Allow Stream's `repeat` option to cycle through entire dataset before repeating, when `shuffle=True`
🚀 Feature Request
I am using the repeat option when creating a stream, i.e. Stream(repeat=2) in addition to random shuffle, i.e. StreamingDataset(shuffle=True). It appears that there is no constraint about surfacing every sample once before repeating, that is, the ideal before for my use case is going through every sample once in a shuffled manner before starting to see a sample a second time. Is there already some way to achieve this behavior, and if not, would it be possible to add? Thanks!
Motivation
For various reasons I am constructing datasets that should have samples duplicated a certain number of times, but each sample should be seen once before any are seen a second time.
[Optional] Implementation
Additional context
@m-harmonic Does keeping repeat=1 and iterating over multiple epoch helps in anyway? Or are you using multiple streams and each stream have >= 1 repeat?
@karan6181 Yes exactly, we do have cases where we have multiple streams some of which have multiple repeats. Separately we are also experiencing a problem that is forcing us to train within a single epoch, so duplicating the data within one epoch is the workaround we're trying to use. Do you think there is a possible fix, or an easy solution?

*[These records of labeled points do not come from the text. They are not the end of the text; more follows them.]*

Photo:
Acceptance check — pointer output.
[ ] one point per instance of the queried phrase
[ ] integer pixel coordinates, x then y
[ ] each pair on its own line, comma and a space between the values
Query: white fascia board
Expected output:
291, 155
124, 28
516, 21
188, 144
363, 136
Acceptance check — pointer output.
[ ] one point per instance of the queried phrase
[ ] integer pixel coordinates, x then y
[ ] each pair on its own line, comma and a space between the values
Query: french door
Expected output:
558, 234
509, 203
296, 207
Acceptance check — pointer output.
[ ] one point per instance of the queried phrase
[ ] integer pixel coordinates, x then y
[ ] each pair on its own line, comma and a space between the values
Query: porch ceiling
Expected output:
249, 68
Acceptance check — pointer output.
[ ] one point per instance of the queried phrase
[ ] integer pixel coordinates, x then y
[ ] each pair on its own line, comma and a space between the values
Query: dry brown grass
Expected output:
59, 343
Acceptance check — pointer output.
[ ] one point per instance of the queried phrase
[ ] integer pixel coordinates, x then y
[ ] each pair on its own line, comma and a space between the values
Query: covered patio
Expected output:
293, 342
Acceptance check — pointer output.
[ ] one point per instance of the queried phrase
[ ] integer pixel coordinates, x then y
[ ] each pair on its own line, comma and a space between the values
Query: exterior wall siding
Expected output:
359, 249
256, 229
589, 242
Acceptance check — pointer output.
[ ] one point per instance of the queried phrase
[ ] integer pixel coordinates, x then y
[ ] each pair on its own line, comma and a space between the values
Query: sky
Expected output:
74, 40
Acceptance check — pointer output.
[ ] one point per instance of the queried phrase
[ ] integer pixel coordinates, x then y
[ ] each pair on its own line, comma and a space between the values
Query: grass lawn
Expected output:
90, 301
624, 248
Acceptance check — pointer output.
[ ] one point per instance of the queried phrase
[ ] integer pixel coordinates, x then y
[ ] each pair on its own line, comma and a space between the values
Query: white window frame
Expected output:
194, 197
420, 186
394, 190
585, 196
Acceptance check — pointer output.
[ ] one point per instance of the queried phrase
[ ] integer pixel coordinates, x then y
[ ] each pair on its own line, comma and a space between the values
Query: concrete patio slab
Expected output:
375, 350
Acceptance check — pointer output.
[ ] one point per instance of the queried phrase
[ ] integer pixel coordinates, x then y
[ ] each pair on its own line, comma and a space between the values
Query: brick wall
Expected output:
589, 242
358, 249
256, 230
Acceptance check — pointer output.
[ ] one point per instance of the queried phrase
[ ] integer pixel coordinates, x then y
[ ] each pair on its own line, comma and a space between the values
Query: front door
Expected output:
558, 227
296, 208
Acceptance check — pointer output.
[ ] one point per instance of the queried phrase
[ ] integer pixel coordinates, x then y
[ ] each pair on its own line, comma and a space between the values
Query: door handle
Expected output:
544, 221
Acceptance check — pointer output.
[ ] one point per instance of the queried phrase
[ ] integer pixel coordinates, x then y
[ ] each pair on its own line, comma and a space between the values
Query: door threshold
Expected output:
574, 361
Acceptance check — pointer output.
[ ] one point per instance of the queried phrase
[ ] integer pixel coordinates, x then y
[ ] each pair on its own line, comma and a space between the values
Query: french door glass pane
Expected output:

Hey, @m-harmonic, thanks for the clarification. Unfortunately, we don't support that use case at the moment. I wonder why you care each sample should be seen once before any are seen a second time? Have you tried our new shuffling algorithm py1e and py1br, which provides excellent shuffle quality? I doubt that you will see any convergence issues with sample ordering. I recommend using our new streaming simulator to find the correct set of hyperparameters for the best performance.
@m-harmonic Can you also explain why you would want the repeated samples to show up after going through the original dataset? Can you please share your use case and what exactly you are trying to do? Thanks!
@m-harmonic Gentle reminder on the above question.